Los ataques contra el precandidato Phillip Butters en Juliaca son el síntoma más visible de una campaña que ha perdido el norte: la política se ha convertido en un ring donde la intolerancia, el odio y la violencia compiten por la supremacía. Agredir a quien piensa distinto —o a quien simplemente provoca con su lenguaje— no es protesta legítima, es barbarie. Cuando la bronca sustituye al argumento, dejamos de ser una sociedad que debate y pasamos a ser una muchedumbre dispuesta a triturar al adversario. Que la policía tuviera que rescatarlo de una emisora local, que le lanzaran objetos y lo amenazaran con lincharlo, habla de una degradación colectiva. No se trata solo de defender a un comunicador polémico; se trata de preservar las reglas mínimas de convivencia. Si la reacción ante opiniones que molestan es la violencia, el espacio público se convierte en zona de guerra y la vida democrática en un espejismo peligroso.

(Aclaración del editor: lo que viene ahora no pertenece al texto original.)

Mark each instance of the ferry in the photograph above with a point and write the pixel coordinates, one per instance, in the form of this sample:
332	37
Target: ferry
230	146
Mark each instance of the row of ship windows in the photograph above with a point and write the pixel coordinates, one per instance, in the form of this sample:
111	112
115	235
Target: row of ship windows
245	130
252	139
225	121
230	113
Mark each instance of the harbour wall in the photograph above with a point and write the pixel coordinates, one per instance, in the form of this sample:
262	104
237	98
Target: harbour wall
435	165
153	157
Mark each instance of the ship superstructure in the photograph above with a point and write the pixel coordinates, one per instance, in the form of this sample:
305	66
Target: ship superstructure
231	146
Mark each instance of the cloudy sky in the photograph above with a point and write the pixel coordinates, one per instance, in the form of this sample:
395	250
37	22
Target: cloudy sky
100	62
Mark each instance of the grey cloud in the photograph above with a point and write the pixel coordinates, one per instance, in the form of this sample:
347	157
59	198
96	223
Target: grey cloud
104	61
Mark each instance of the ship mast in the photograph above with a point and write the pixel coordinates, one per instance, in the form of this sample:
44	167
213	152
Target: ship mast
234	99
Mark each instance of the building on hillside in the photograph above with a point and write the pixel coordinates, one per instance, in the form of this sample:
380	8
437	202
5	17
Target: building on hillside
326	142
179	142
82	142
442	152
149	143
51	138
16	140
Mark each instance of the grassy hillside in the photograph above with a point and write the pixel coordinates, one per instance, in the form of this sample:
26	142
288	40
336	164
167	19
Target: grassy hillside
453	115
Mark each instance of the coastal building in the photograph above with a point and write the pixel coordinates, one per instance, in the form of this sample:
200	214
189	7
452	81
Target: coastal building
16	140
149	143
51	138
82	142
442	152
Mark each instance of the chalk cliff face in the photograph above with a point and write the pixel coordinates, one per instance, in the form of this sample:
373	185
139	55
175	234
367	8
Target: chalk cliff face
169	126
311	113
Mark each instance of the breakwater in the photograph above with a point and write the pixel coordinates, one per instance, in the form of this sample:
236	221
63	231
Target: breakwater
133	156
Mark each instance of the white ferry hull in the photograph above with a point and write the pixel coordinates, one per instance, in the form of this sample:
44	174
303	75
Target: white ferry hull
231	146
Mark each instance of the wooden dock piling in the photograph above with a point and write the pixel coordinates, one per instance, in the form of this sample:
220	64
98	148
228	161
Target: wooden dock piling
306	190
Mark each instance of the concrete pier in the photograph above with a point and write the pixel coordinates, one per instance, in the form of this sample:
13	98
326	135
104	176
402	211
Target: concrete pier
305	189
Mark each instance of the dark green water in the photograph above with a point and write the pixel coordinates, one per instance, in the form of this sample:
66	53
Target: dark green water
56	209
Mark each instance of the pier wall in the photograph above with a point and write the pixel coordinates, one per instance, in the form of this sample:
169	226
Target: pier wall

Muchas de sus declaraciones de Butters han irritado y herido a sectores sensibles. Pero el antídoto no es la agresión física ni la intimidación. La respuesta democrática es más simple y más digna: argumentar, denunciar lo que corresponda y contestar con ideas. Liquidar al rival en la práctica —no en las urnas ni en la razón— es el camino fácil de quienes prefieren el exterminio del adversario al logro de consensos.
Es urgente que la campaña recupere la cordura. Que dirigentes, autoridades y medios llamen a la calma y a la responsabilidad: el debate electoral debe ser de ideas.